BibTeX to APA 7 Reference List

Paste BibTeX and get a formatted APA 7th edition reference list with hanging indents.

Free in-browser BibTeX to APA 7 converter. Parses BibTeX entries and formats each as an APA 7th edition reference — author-date order, inverted author names, sentence-case titles, italic journal and DOI display. Handles articles, books and more. Nothing is uploaded. It runs free in your browser on Gera Tools, with nothing uploaded.

Last updated Source: Gera Tools

Which APA edition does this follow?

It follows APA 7th edition (2020). Up to 20 authors are listed before an ellipsis-and-final-author cut, journal titles and volumes are italicised, titles use sentence case, and DOIs are shown as full https://doi.org/ links.

A BibTeX to APA 7 converter turns the raw @article{…} records exported by Zotero, Mendeley or Google Scholar into a polished APA 7th edition reference list — correctly inverted author names, sentence-case titles, italicised journals, and full DOI links. Everything runs in your browser, so your bibliography stays private.

How it works

The tool first parses the BibTeX: it reads each @type{key, field = {value}, …} record, handling braces and quotes around values, and decodes common LaTeX accents (e.g. {\"o} → ö). Then it formats each entry to APA 7 rules:

  • Authors are inverted to Surname, A. B., joined with commas and a final ampersand (up to 20, then and the last author).
  • Year follows the authors in parentheses: (2021).
  • Title is rendered in sentence case (only the first word, the word after a colon, and brace-protected proper nouns are capitalised).
  • Source depends on type: a journal article shows *Journal*, *volume*(issue), pages.; a book shows the title in italics then the publisher.
  • DOI is appended as https://doi.org/….

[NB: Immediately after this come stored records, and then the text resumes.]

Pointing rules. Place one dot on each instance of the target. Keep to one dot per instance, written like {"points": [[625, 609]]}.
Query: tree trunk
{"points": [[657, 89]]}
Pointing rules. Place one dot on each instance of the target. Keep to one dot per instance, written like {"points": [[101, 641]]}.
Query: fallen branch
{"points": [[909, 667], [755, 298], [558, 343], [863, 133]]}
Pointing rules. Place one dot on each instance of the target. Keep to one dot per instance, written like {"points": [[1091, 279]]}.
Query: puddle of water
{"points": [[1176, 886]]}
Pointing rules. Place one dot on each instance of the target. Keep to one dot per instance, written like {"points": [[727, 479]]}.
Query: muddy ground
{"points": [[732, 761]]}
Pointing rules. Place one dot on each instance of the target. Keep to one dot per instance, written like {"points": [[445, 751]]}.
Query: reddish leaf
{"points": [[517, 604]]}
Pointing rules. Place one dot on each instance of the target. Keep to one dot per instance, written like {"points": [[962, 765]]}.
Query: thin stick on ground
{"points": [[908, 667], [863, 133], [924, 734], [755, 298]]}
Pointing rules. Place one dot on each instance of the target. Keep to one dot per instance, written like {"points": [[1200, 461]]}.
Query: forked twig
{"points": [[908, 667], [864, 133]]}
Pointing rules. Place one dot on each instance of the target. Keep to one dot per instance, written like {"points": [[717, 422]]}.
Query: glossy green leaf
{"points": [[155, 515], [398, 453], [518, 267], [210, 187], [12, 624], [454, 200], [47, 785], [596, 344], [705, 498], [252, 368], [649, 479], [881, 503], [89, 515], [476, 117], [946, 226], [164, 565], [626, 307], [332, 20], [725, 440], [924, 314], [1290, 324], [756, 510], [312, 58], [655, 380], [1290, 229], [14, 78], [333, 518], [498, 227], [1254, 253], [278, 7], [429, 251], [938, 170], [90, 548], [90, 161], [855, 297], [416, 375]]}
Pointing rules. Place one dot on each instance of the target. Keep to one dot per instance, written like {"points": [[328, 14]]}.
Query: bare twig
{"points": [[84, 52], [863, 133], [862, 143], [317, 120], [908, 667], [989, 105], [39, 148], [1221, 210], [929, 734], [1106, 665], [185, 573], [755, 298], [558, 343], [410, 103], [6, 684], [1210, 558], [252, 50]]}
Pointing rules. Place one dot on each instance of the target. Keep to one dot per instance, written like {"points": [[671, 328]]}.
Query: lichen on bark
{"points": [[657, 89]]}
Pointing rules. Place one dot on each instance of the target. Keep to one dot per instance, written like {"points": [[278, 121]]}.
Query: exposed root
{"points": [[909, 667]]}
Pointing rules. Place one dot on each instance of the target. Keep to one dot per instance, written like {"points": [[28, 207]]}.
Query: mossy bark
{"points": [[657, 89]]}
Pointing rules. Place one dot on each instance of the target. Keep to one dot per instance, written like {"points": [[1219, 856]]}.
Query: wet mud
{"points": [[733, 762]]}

References are then sorted alphabetically by the first author’s surname.

Example

The BibTeX:

@article{smith2021,
  author = {Smith, Jane and Doe, John},
  title  = {A study of {DNA} repair},
  journal= {Nature},
  year   = {2021}, volume = {12}, number = {3}, pages = {45--58},
  doi    = {10.1000/xyz}
}

becomes:

Smith, J., & Doe, J. (2021). A study of DNA repair. Nature, 12(3), 45–58. https://doi.org/10.1000/xyz

Tips and notes

  • Protect proper nouns and acronyms in the BibTeX with braces ({DNA}) so APA sentence-casing keeps them capitalised.
  • Use -- for page ranges in BibTeX; the tool converts it to an en dash.
  • Missing fields are skipped gracefully rather than printing empty brackets.

Common BibTeX export issues and how to fix them

Sentence case problems. Google Scholar and many database exporters produce titles in Title Case (Every Word Capitalised). APA requires sentence case (Only the first word and proper nouns capitalised). The tool applies sentence-casing automatically, but it cannot know which words are proper nouns — protect them in the BibTeX with curly braces: {Berlin}, {COVID-19}, {Python}. If a title still looks wrong after conversion, add braces in the BibTeX source and run it again.

Unicode and accent encoding. LaTeX BibTeX files often encode accented characters as {\"o} (ö), {\'{e}} (é), or {\ae} (æ). The converter decodes the most common LaTeX accent commands automatically. If your exported BibTeX already uses UTF-8 characters directly, those will pass through correctly without any conversion.

Missing DOIs. APA 7 requires a DOI for any article that has one. If your BibTeX has no doi field, the reference will still format correctly, but you should add the DOI manually. For journal articles published after about 2000, a DOI almost certainly exists — find it via doi.org or CrossRef and add doi = {10.xxxx/xxx} to the BibTeX entry before converting.

Author names in wrong order. BibTeX expects Last, First or First Last — most exporters get this right, but occasionally a name comes through with the order inverted or a corporate author is wrapped in extra braces. If an author name looks wrong in the APA output, check the author field in the original BibTeX and fix the formatting there.

APA 7 changes from APA 6

If you used APA 6th edition previously, the main changes to be aware of are:

  • Up to 20 authors are now listed in full before the ellipsis, up from six. The tool implements this correctly.
  • DOIs are now formatted as full https://doi.org/ URLs, not abbreviated.
  • The place of publication is no longer required for books — only the publisher.
  • “Retrieved from” is no longer used for most web sources; the URL or DOI alone suffices.

The converter follows APA 7 throughout. If you need APA 6 output, the main differences to adjust manually are the author truncation point (six, not twenty) and the DOI formatting.